NCLR Responds to Congressman Barney Frank’s Retirement After 30 Years of Service

(San Francisco, CA, November 28, 2011)—Today, Representative Barney Frank (D-Mass) announced he would not seek reelection in 2012, which signals an end to a 16-term congressional career that has spanned 30 years.

Frank was first elected in 1981, and in 1987, became the first sitting member of Congress to publicly come out as gay. Since that time, he has become a leading lawmaker advancing the rights of the LGBT community. He has been instrumental in the passage of a number of pro-equality pieces of legislation including the Matthew Shepard and James Byrd, Jr. Hate Crimes Prevention Act and the repeal of the U.S. military’s Don’t Ask Don’t Tell policy.

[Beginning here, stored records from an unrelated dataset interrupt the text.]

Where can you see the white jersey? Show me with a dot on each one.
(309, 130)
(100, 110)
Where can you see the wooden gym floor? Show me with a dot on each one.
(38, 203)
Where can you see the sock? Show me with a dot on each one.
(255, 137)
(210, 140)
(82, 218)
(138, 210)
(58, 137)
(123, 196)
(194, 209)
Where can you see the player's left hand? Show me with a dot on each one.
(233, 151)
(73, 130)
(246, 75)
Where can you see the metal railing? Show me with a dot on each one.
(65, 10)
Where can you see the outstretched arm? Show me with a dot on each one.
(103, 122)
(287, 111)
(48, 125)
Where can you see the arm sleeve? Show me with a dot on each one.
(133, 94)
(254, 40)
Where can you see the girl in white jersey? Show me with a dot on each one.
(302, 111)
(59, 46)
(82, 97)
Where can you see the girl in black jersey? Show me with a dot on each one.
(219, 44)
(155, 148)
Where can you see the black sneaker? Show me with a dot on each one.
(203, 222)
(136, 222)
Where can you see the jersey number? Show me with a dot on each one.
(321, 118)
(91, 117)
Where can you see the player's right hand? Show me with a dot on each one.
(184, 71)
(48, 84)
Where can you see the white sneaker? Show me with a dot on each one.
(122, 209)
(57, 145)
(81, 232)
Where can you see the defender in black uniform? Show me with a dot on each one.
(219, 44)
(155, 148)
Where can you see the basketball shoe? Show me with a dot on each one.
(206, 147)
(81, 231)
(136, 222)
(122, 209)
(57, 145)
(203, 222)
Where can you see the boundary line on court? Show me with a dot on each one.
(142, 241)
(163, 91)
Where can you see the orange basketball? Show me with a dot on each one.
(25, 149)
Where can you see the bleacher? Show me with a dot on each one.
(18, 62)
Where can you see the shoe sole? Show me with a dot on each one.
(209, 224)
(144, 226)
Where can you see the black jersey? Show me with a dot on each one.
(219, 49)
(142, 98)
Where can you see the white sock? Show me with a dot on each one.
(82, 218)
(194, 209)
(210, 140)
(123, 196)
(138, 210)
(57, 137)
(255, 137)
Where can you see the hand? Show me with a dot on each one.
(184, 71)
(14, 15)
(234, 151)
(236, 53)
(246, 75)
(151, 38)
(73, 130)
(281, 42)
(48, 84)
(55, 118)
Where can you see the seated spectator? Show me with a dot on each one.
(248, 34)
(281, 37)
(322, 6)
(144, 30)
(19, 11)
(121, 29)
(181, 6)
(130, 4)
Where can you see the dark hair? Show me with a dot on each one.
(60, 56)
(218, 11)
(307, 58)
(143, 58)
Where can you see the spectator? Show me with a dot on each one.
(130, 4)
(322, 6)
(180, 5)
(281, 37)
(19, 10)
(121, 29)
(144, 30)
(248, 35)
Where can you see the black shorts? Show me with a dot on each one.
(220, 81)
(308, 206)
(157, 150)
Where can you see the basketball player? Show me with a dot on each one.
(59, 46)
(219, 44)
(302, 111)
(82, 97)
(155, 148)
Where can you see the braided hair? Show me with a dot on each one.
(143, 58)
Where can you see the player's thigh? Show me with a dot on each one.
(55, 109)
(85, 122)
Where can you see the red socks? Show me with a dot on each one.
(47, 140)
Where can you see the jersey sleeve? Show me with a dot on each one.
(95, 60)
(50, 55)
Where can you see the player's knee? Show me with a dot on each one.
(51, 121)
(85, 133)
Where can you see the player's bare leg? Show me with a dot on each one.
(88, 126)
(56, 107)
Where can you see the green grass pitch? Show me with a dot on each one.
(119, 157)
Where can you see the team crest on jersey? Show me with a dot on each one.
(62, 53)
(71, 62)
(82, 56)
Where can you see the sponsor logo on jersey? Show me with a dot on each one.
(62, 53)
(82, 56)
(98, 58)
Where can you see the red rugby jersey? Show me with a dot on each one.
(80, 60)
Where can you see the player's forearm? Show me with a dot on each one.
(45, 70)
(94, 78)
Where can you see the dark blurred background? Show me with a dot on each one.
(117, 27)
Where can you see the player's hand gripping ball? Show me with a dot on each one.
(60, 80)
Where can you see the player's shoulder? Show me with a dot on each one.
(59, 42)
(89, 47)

Statement by NCLR Executive Director Kate Kendell, Esq.:

“Congressman Barney Frank has been a strong and unapologetic leader in Congress on gay issues for more than two decades, courageously serving as the first openly gay Congressperson when Bowers v. Hardwick was still law. Time after time, Congressman Frank has stood tall and put himself personally on the line to change the way that those on Capitol Hill and all branches of government treat LGBT people. Others have followed in his footsteps, but he led the way. We would not be where we are today as a movement or as a nation without Congressman Frank’s leadership. His particular brand of fierce and unyielding leadership on behalf of the LGBT community—and on so many issues of critical import to the nation—will be sorely missed when he retires.”